Harrell followed his sister, Terry L. Harrell ’86, to DePauw, dreaming of becoming the next Garry Trudeau of “Doonesbury” fame. At his parents’ urging, he declared a political science major so he’d understand the subject matter, but he struggled until he acknowledged that he really wanted to major in art. He switched, and also loaded his schedule with as many creative writing classes as he could get.

He still wanted to be a cartoonist, but several professors urged him to expand. He took classes in figure painting and, while it’s been a few years since he painted, “I know I’ll get back to it,” he said.

“DePauw did an incredibly good job of setting me up. … It was exactly what I wanted – that liberal arts education where I just learned a lot and you learn to learn, if that makes sense. You learn to keep learning.

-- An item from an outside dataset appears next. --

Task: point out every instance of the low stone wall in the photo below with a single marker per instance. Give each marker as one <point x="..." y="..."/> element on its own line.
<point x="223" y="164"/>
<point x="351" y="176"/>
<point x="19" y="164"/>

As someone who writes now, I think about how much extra knowledge and information I got while I was at DePauw. … When you’re writing and searching your brain for something, those things just fall out.”

Books

After graduating, Harrell went searching for animation jobs in Los Angeles with a portfolio he now recognizes was lacking. “After a few months of eating Taco Bell every day and living in a little hotel,” he returned to Indiana to start a t-shirt business with his friend, Jon Weed ’92. That lasted a year, until Harrell moved to Sarasota to study illustration at the Ringling College of Art and Design.

Three years later, he was back in Indianapolis, doing freelance illustration for advertising agencies. He soon came up with his idea for the “Big Top” cartoon strip, pitched it and got syndicated. The strip continued for five years, during which Harrell and his wife moved to Austin, Texas, and he got the cancer diagnosis.

“‘Big Top’ did well but it didn’t do great,” he said. “And medical bills started stacking up and all that. I ended up quitting the strip and doing video for all these Texas government agencies.” It was a boring job, and he got to doodling. “I ended up coming up with the characters for the graphic novel, ‘Monster on the Hill,’” he said. “Around that time I also got asked to take over the comic strip Adam@Home,and I still do that to this day.”

Harrell visits schools, where his books often are available in libraries; he also has taken a number of trips, including two overseas, for the USO to visit service men and women in hospitals and rehabilitation centers.

“Going into the arts provides you so many odd experiences,” he said. “You’re not on the fast path to making X amount of dollars, but instead of taking the highway, it’s like taking a trail through the woods. You’ve got to find your way. But you see some really cool things. Sure, you may struggle. I definitely have had times when I’ve struggled. This has not been an easy way to go. But the successes feel so big and the weird experiences -- I never expected to be in Saddam’s palace, hitting golf balls – yeah, it’s weird. But that’s what I love about it and that’s what has been so much fun.”